1. While I don’t advocate vandalism, I do wonder if it isn’t time to rethink all of our statues — not merely Confederate ones or slaveholders — and ask whether they continue to reflect our values.
2. Rethinking statues is inevitable and good. Statues convey permanency, purport to stand for all time. But change occurs. Power fades. Values change. Heroes become villains. Marble is reduced to dust. Like that poem Ozymandius, even great empires become sand.
3. Furthermore, I think in America our past — and in particular the storybook mythological heroic perfected understanding of our past — has become an albatross around our neck. It prevents us from seeing our past — and more importantly our present, with clear eyes.

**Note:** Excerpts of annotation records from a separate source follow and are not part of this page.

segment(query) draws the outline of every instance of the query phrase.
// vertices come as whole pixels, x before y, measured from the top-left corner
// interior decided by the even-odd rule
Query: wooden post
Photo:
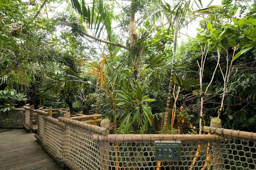
[[[108,119],[103,119],[100,123],[100,126],[108,129],[109,132],[110,120]],[[100,169],[102,170],[109,169],[109,142],[105,141],[100,142],[100,153],[101,162],[100,165]]]
[[[95,113],[94,114],[97,115],[97,113]],[[96,120],[97,119],[97,118],[98,118],[96,116],[95,116],[95,117],[93,118],[93,119],[94,120]],[[106,120],[105,121],[107,121]],[[93,124],[94,125],[95,125],[95,126],[96,126],[97,125],[97,122],[94,122],[93,123]],[[101,127],[102,127],[101,126],[101,123],[100,124],[100,126]]]
[[[63,114],[63,117],[67,117],[68,118],[70,118],[70,112],[69,112],[66,113],[64,113]]]
[[[34,105],[32,105],[30,106],[30,119],[29,120],[29,128],[30,129],[30,130],[29,131],[29,133],[33,133],[33,121],[34,120]]]
[[[211,119],[210,126],[221,128],[221,120],[217,117],[212,118]],[[211,132],[210,132],[210,133]],[[212,144],[213,152],[212,154],[212,162],[214,165],[213,169],[224,169],[223,159],[222,158],[222,143],[219,142],[213,142]]]
[[[68,113],[70,113],[69,112]],[[63,151],[64,159],[69,160],[69,157],[70,155],[70,125],[66,124],[64,128],[64,142],[63,148],[62,150]]]
[[[52,108],[49,108],[49,109],[47,109],[47,111],[46,111],[47,112],[49,113],[48,114],[48,115],[47,116],[51,116],[51,117],[52,117]]]

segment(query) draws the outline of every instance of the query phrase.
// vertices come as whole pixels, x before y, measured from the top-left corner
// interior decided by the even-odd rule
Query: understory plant
[[[123,120],[118,133],[127,134],[129,132],[139,131],[140,133],[144,134],[150,126],[152,126],[154,115],[147,102],[156,100],[148,98],[148,95],[144,96],[139,85],[137,88],[137,90],[133,89],[117,92],[119,97],[116,99],[119,102],[116,105],[119,110],[117,117]]]

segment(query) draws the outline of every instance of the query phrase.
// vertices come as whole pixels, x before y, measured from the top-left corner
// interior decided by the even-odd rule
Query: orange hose
[[[115,147],[117,147],[117,144],[116,142],[114,142],[114,144],[115,145]],[[117,147],[116,147],[115,148],[115,151],[116,151],[116,157],[115,158],[115,165],[116,165],[116,170],[118,170],[119,168],[118,167],[118,162],[117,162]]]
[[[194,168],[194,165],[195,165],[195,164],[196,163],[196,161],[197,160],[197,157],[198,157],[198,155],[199,155],[199,148],[200,148],[200,147],[201,146],[201,145],[200,144],[200,143],[198,143],[198,147],[197,148],[197,153],[196,153],[196,156],[195,157],[194,157],[194,158],[193,159],[193,162],[192,162],[192,163],[191,164],[191,166],[190,167],[190,168],[189,168],[189,170],[193,170],[193,169]]]
[[[157,162],[157,166],[156,167],[156,170],[160,170],[161,166],[161,161]]]

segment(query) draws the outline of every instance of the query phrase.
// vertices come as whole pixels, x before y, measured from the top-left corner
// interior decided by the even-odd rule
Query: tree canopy
[[[200,133],[211,116],[255,132],[256,2],[234,1],[2,1],[0,109],[100,113],[114,133]]]

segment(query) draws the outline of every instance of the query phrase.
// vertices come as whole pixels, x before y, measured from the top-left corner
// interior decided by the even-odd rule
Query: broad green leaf
[[[233,47],[237,46],[237,43],[236,42],[236,41],[232,39],[228,39],[228,44],[231,46]]]
[[[250,24],[254,26],[256,25],[256,19],[247,19],[244,22],[244,23]]]
[[[137,122],[136,120],[140,119],[140,109],[138,107],[137,107],[135,110],[136,110],[136,112],[134,112],[133,115],[132,121]]]
[[[126,104],[127,103],[126,102],[119,102],[119,103],[117,103],[117,104],[116,104],[116,105],[117,106],[121,106],[121,105],[123,105],[124,104]]]
[[[248,47],[246,48],[245,48],[244,49],[242,49],[240,50],[240,51],[238,52],[238,53],[236,54],[236,55],[235,55],[234,56],[234,58],[233,59],[233,61],[234,61],[235,60],[236,60],[237,58],[238,58],[240,56],[240,55],[241,55],[243,54],[244,54],[244,53],[246,53],[247,51],[249,51],[249,50],[251,50],[252,48],[253,47]]]
[[[222,40],[221,41],[221,43],[224,48],[226,49],[228,49],[228,39],[226,37],[224,37]]]
[[[154,102],[155,101],[156,101],[157,100],[156,99],[146,99],[144,100],[142,100],[142,102]]]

4. And it’s precisely that understanding of our past that statues convey. They are almost universally designed to convey heroism, to celebrate greatness. The people represented were human, flawed, their legacy complex and contradictory. But that’s not at all what statues convey.
5. In other words maybe the problem with the statues is not merely that some were traitors or slave owners or Indian killers though obviously that makes them offensive. Maybe the problem is the whole heroic, mythological understanding of our history that statues convey.
6. So at the risk of saying something bizarre: I find myself increasingly opposed to the very idea of statues. While perhaps inevitable, the impulse to implant a heroic understanding of our past on to the landscape is unhelpful, especially to us, right now.
7. It inhibits a reckoning with the complexity of our past that we desperately need to have. But it also traps us — imperfect humans facing present challenges — in an unhelpful dialogue with heroic caricatures.
8. Even when the people represented in that heroic narrative are people I genuinely admire, that narrative leaves us in the present inevitably lacking, hopelessly inadequate, merely human, by comparison.
9. But of course the heroic figures were human and imperfect just like us. And while imperfect, we are capable not lacking — just as capable as anyone represented in those statues. And we are faced with unprecedented challenges that may require freeing ourselves from that past.